Search Unity

  1. Unity support for visionOS is now available. Learn more in our blog post.
    Dismiss Notice

Beta

Discussion in 'ML-Agents' started by mateolopezareal, Jul 7, 2020.

  1. mateolopezareal

    mateolopezareal

    Joined:
    Jun 4, 2020
    Posts:
    54
    Hello,
    I am training some agents giving them complex observations and more simple ones. When I train the complex one I have to give them a big beta, 0.2, but when I train them with more simple observations with the same beta, the entropy drops more quickly. Why is this? Is it because the observation space is smaller so when it runs all the possibilities the entropy drops by a lot?
    I am quite confuse with beta, and I have already read https://github.com/Unity-Technologi...iguration-File.md#ppo-specific-configurations and also some articles about PPO.
     
  2. BotAcademy

    BotAcademy

    Joined:
    May 15, 2020
    Posts:
    32
    I am quite sure that the agent needs to explore more with the complex observations because there are more possibilities, so it takes longer to find an optimal solution.
    I talk briefly about Beta in my latest video. Might help you.
     
  3. andrewcoh_unity

    andrewcoh_unity

    Unity Technologies

    Joined:
    Sep 5, 2019
    Posts:
    162
    Can you clarify the difference between complex and simple observation spaces?

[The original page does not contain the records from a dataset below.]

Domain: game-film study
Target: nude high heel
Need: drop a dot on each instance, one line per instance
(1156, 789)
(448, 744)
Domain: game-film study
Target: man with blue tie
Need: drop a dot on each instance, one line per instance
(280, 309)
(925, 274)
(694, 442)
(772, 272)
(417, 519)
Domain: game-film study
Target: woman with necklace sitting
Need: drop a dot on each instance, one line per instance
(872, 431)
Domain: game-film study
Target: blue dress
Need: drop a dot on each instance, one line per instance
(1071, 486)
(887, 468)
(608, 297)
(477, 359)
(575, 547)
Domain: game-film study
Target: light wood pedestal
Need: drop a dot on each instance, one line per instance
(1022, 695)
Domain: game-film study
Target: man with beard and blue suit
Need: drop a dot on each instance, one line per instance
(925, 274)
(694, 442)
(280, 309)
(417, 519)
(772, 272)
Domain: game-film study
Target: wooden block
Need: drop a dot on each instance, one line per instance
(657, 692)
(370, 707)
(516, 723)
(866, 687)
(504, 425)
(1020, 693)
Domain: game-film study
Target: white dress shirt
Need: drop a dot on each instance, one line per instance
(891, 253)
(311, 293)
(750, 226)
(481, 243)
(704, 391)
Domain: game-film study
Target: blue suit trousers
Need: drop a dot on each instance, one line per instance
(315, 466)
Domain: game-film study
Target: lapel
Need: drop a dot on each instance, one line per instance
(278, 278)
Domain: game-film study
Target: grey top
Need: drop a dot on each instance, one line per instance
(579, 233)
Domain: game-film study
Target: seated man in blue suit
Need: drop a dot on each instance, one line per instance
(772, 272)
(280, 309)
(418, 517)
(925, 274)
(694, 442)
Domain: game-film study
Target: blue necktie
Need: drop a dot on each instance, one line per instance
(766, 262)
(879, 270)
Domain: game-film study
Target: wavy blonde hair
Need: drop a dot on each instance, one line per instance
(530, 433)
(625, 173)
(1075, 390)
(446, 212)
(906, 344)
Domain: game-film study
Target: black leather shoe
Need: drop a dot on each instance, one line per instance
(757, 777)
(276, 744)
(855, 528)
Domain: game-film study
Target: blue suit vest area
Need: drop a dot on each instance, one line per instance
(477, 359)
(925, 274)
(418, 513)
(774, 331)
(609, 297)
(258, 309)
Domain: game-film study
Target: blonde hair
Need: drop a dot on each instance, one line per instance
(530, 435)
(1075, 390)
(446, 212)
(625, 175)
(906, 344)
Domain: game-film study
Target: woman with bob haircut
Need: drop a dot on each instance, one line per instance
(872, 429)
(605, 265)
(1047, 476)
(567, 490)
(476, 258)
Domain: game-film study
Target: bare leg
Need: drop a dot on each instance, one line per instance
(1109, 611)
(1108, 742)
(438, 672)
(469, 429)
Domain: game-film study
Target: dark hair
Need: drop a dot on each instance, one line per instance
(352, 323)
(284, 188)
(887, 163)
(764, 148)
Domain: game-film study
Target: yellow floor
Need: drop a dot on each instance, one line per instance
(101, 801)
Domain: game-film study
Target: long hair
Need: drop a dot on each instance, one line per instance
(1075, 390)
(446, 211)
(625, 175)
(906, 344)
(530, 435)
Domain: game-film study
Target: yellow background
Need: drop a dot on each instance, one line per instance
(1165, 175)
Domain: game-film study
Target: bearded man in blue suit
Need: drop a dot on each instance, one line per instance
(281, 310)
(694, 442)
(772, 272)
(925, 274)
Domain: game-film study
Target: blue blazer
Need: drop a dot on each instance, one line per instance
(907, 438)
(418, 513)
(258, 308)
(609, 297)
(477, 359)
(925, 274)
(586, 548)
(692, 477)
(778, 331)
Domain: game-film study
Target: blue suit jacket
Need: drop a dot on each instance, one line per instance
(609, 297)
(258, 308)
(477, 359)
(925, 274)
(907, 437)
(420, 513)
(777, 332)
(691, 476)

    Beta controls how much the agent will favor random actions in proportion to reward. With the 'simple' observations, it's possible the agent can discover highly rewarding states more easily so it becomes less random in favor of visiting those highly valuable states. However, this is just speculation and I cannot be sure without knowing what the actual observation spaces are.
     
  4. mateolopezareal

    mateolopezareal

    Joined:
    Jun 4, 2020
    Posts:
    54
    The simple one are the surronidngs of the agent, this means the color of 9 GameObjects passing them as hot obervations (with four possible colours).
    The complex one is all the color of the 144 GameObjects passing them as hot obervations (with four possible colours).
     
  5. andrewcoh_unity

    andrewcoh_unity

    Unity Technologies

    Joined:
    Sep 5, 2019
    Posts:
    162
    Ah. It might be my explanation then, that its easier for the agent to associate reward with states in the simpler case so that the policy becomes less random faster.